Tribunal de commerce de Paris, le 10 octobre 2025, n°2015051886

Le Tribunal des activités économiques de Paris, le 10 octobre 2025, statue sur une instance complexe et ancienne opposant une société à plusieurs défendeurs. Après une longue procédure ayant donné lieu à plusieurs jugements et un sursis à statuer, le juge examine deux demandes. Il se prononce sur l’opportunité d’ordonner une médiation et sur une requête aux fins d’accroissement d’une mesure d’instruction. La solution combine l’injonction de rencontrer un médiateur avec le renvoi de l’affaire pour conclusions ultérieures.

La qualification juridique de l’ordonnance de médiation

Le tribunal retient expressément le fondement légal de l’article 1533 du code de procédure civile. Cette disposition, modifiée par un décret récent, permet au juge d’enjoindre aux parties de rencontrer un médiateur. La décision précise que cette injonction vise d’abord à informer les parties sur l’objet et le déroulement du processus. La portée de cette mesure est immédiatement circonscrite par sa nature procédurale spécifique. Le tribunal rappelle en effet que « la présente décision, en vertu des dispositions de l’article 1534-5, constitue une mesure d’administration judiciaire » (point 1). Cette qualification a pour sens de souligner le caractère préparatoire et non définitif de la décision. Elle relève de la gestion procédurale par le juge de l’instruction, sans préjuger du fond du litige.

La mise en œuvre conditionnelle du processus de médiation

La désignation du médiateur et le cadre de sa mission sont définis avec précision dans le dispositif. La médiation est subordonnée au recueil préalable du consentement de toutes les parties par le médiateur lui-même. Le juge délègue expressément cette tâche au professionnel désigné. La valeur de ce mécanisme réside dans le respect du principe du consentement, pierre angulaire de la médiation. La décision prévoit une sanction à cette condition. Elle précise que « la présente décision, seulement en ce qu’elle concerne la désignation d’un médiateur, deviendra caduque si le consentement des parties à la médiation n’est pas recueilli dans le délai d’un mois » (dispositif). La portée est donc claire : sans accord unanime, la mesure ordonnée s’éteint. Le juge conserve un contrôle via l’information qui lui sera donnée sur l’échec ou la réussite de la médiation.

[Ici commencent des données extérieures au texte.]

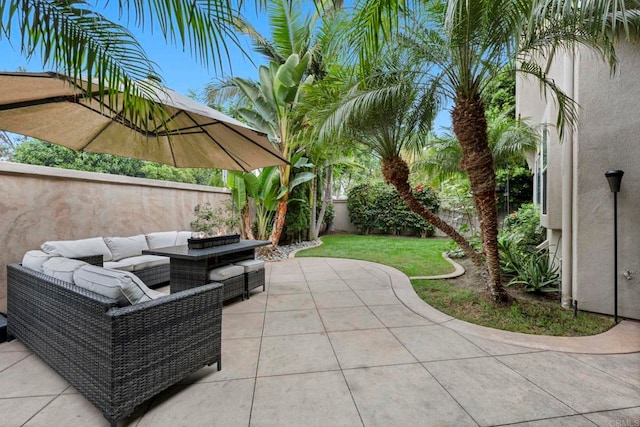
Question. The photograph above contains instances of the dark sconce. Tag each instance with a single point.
(614, 177)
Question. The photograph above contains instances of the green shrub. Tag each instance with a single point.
(296, 223)
(329, 214)
(379, 208)
(536, 273)
(215, 220)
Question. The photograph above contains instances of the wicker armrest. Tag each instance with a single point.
(117, 357)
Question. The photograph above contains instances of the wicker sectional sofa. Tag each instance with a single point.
(116, 356)
(121, 253)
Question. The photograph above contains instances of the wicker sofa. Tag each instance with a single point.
(116, 356)
(121, 253)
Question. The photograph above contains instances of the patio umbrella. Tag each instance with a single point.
(50, 107)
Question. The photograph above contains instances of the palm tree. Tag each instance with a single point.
(469, 42)
(391, 114)
(296, 60)
(509, 140)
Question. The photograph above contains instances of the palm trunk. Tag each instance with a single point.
(470, 127)
(313, 202)
(396, 173)
(278, 222)
(246, 223)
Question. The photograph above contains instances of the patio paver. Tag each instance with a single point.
(295, 355)
(313, 399)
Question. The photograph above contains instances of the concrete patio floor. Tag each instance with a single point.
(348, 343)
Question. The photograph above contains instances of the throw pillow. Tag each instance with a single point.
(62, 268)
(123, 286)
(125, 247)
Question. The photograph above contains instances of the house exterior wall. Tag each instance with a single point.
(40, 203)
(606, 137)
(341, 221)
(609, 138)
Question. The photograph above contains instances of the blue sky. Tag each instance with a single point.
(179, 70)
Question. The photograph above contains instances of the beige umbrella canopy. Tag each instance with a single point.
(50, 107)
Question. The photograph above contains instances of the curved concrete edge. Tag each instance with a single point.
(457, 272)
(622, 338)
(292, 254)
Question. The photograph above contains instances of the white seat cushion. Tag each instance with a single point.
(35, 259)
(223, 273)
(62, 268)
(122, 286)
(161, 239)
(125, 247)
(78, 248)
(182, 237)
(138, 263)
(123, 265)
(251, 265)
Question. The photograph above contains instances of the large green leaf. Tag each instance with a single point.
(301, 178)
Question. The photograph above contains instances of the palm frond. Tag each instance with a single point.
(567, 107)
(73, 38)
(259, 43)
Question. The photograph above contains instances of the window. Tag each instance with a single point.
(540, 194)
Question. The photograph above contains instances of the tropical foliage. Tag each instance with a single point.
(35, 152)
(470, 43)
(377, 208)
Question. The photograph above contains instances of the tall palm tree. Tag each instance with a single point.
(74, 37)
(273, 109)
(294, 34)
(391, 114)
(509, 140)
(470, 41)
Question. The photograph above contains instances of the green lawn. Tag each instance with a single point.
(423, 257)
(412, 256)
(529, 316)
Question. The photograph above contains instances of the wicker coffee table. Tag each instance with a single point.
(189, 267)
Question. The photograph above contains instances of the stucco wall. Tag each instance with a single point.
(341, 222)
(534, 108)
(609, 138)
(40, 204)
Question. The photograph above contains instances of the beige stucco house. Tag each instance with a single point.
(573, 195)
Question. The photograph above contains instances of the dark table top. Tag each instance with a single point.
(183, 252)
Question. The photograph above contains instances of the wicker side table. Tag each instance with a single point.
(254, 276)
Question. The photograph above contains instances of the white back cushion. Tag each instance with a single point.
(251, 265)
(78, 248)
(35, 259)
(125, 247)
(161, 239)
(62, 268)
(224, 273)
(123, 286)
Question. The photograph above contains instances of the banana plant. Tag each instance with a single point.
(273, 109)
(266, 191)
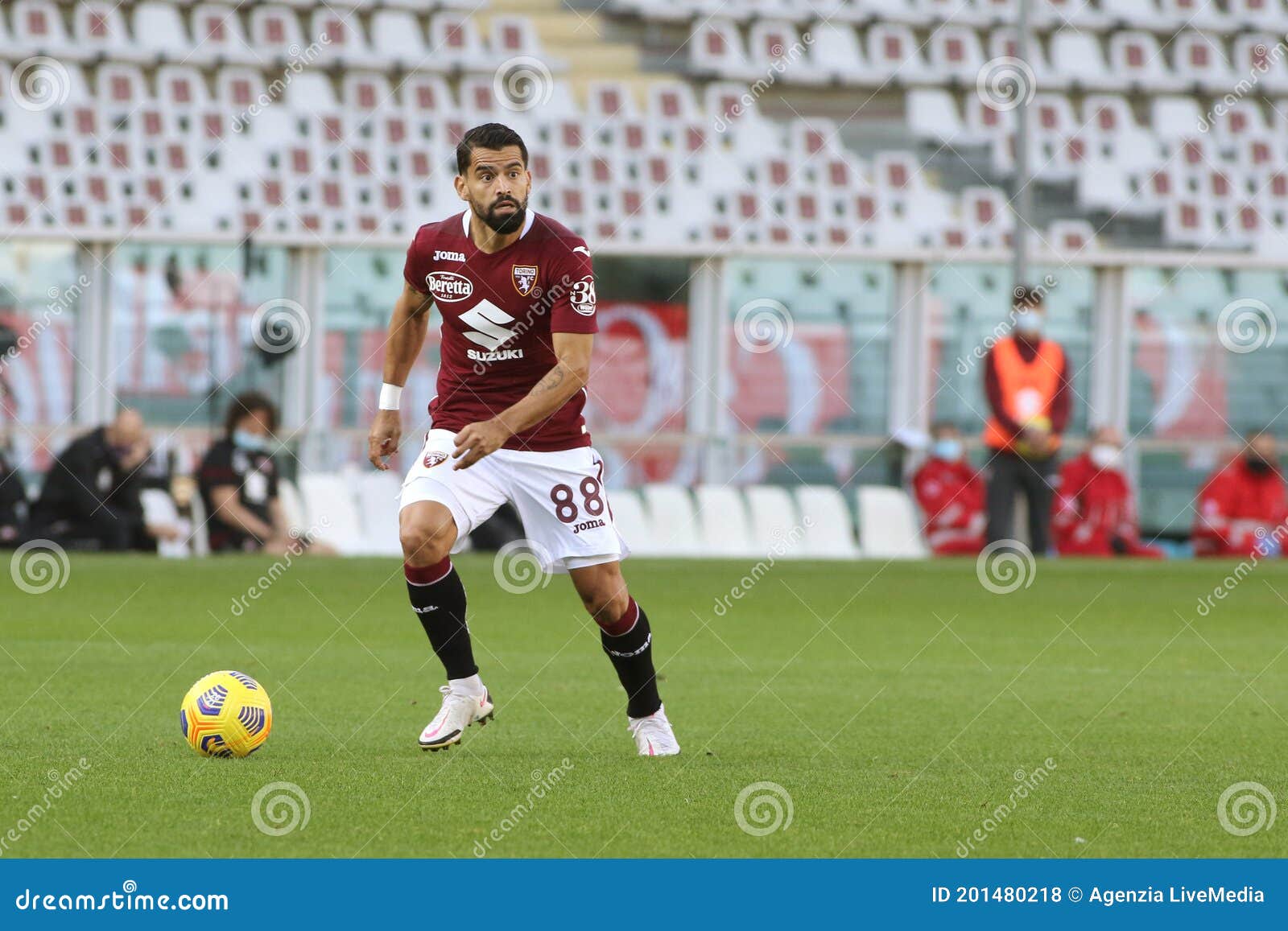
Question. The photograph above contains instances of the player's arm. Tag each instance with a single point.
(402, 345)
(568, 377)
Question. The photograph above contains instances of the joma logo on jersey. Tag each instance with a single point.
(525, 277)
(448, 286)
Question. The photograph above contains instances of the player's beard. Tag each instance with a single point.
(504, 223)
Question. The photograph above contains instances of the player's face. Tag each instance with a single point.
(496, 187)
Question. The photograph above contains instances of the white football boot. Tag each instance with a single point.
(654, 734)
(459, 711)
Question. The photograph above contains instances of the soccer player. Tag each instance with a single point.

La préservation concurrente de la voie contentieuse

Parallèlement à la mise en œuvre de la médiation, le tribunal statue sur la poursuite de l’instance. Une partie demande l’accroissement de l’émission d’un mandataire de justice commis à une mesure d’instruction. Le juge motive sa décision par la nécessité de protéger un droit fondamental. Il estime nécessaire « afin de ne pas porter atteinte au droit à la preuve » de la demanderesse de renvoyer l’affaire pour conclusions (point 2). Le sens de cette décision est de maintenir vivante la procédure judiciaire pendant l’expérience de la médiation. La solution assure une continuité procédurale et évite toute déperdition de preuves. Cette préoccupation rejoint l’esprit de l’article 145 du code de procédure civile, visant à préserver les preuves avant tout procès. Le tribunal organise ainsi une articulation pratique entre les deux voies.

L’articulation pragmatique entre médiation et instruction

La décision opère un renvoi de l’affaire à une audience ultérieure pour deux éventualités alternatives. Le juge renvoie l’affaire « pour « conclusions des parties » ou, le cas échéant, pour « arrangement » si intervenait entre-temps la médiation » (point 2). La valeur de ce renvoi est de laisser ouvertes toutes les issues possibles au conflit. La portée est pratique et réaliste, reconnaissant la potentialité d’un accord tout en préparant la reprise du contentieux. Cette gestion active du calendrier procédural par le juge d’instruction illustre une conciliation entre impératifs contradictoires. Elle permet de tenter un règlement amiable sans sacrifier la préparation d’un futur débat judiciaire. Le juge assure ainsi une forme de pilotage procédural incitatif mais non coercitif vers la médiation.

Source : Cour de cassation – Base Open Data « Judilibre » & « Légifrance ».